Yes, futures on stocks is a pretty recent innovation that has yet to be as widely popular as stock options. These futures on stocks are known as Single Stock Futures. Single stock futures are futures contracts with stocks as their underlying asset. This means that when you take delivery on the futures contract as a long, you receive the stocks that are covered by the futures contracts.
The beauty of Single Stock Futures as a speculation tool can be summed up in a single word “Leverage”. Leverage means doing more with less and in this case, it means controlling the profit on more stocks with less money, which in turn means making more money with lesser money.
Single Stock Futures allows you to control the underlying stock using only 25% of the cash that would be paid for the stock itself! For instance, if AAPL is trading at $200 and 100 shares costs $20,000, you could control that same 100 shares of AAPL using only $5000! Good news is, that $5000 that you “paid” in order to buy AAPL’s single stock futures remains your money and would be used for the deduction of losses in the position or returned to you along with profits if the position is closed profitably! This is known as an Initial Margin.
Now, assuming you bought the above futures contracts and AAPL went up $10 the very same day, your account would be credited with $1,000 ($10 x 100) the very same day!
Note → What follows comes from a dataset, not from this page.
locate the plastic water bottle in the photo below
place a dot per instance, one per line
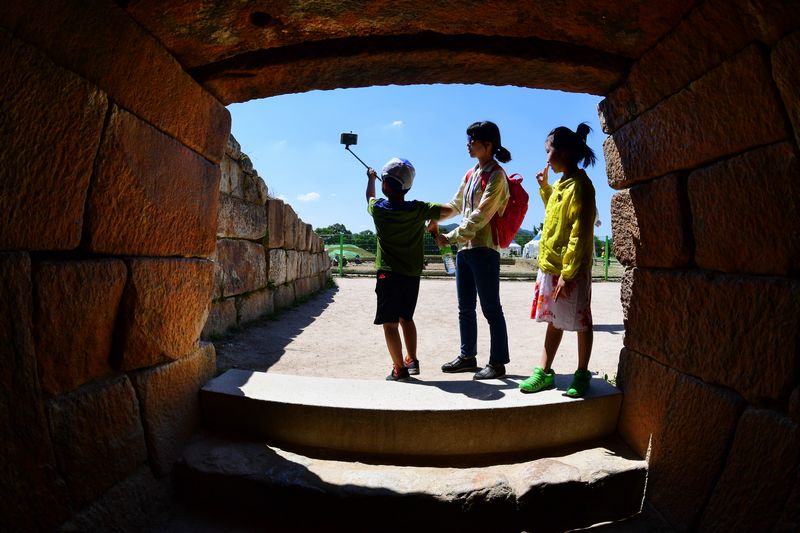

This means that you made $1000 using $5000 in just one day through futures trading instead of making that same $1000 using $20,000 by buying the stock itself. That’s leverage.
Now, assuming you bought the above futures contracts and AAPL went down $10 the very same day. The $1000 in loss would be deducted from that $5000 you initially paid in order to put on the position. See how that $5000 is really still your money?
Now, what if the stock fell by a mile in a day?
That takes us to the risk of futures trading, margin calls. If AAPL fell enough to bring your $5000 initial balance down below a limit set by the exchange known as the “maintenance margin”, you would receive a notice by the broker to top up your account back up to that initial $5000. If you don’t have the cash to do that, your position would be closed by the broker immediately. Yes, the stock can go up in your favor and it can also go down. In actual fact, you are not losing more money than trading the stock itself by trading its futures. You will lose the exact same amount of money as if you were holding the same amount of underlying stock itself. This means that even though you paid little to put on the position, you must be prepared with more cash than needed in order to survive those temporary pullbacks that inevitably happen in the stock market.
The problem with most beginner futures traders is that they are prepared only for winning, not for losing and usually have little or no cash left on the sidelines to support temporary losses.
In conclusion, trading single stock futures gives you leverage and the ability to make more with less but you should also be prepared with more cash than needed in order to meet temporary losses. Remember, leverage cuts both ways. Consult your broker to see if they offer single stock futures trading and definitely get a mentor to guide you through your initial trades.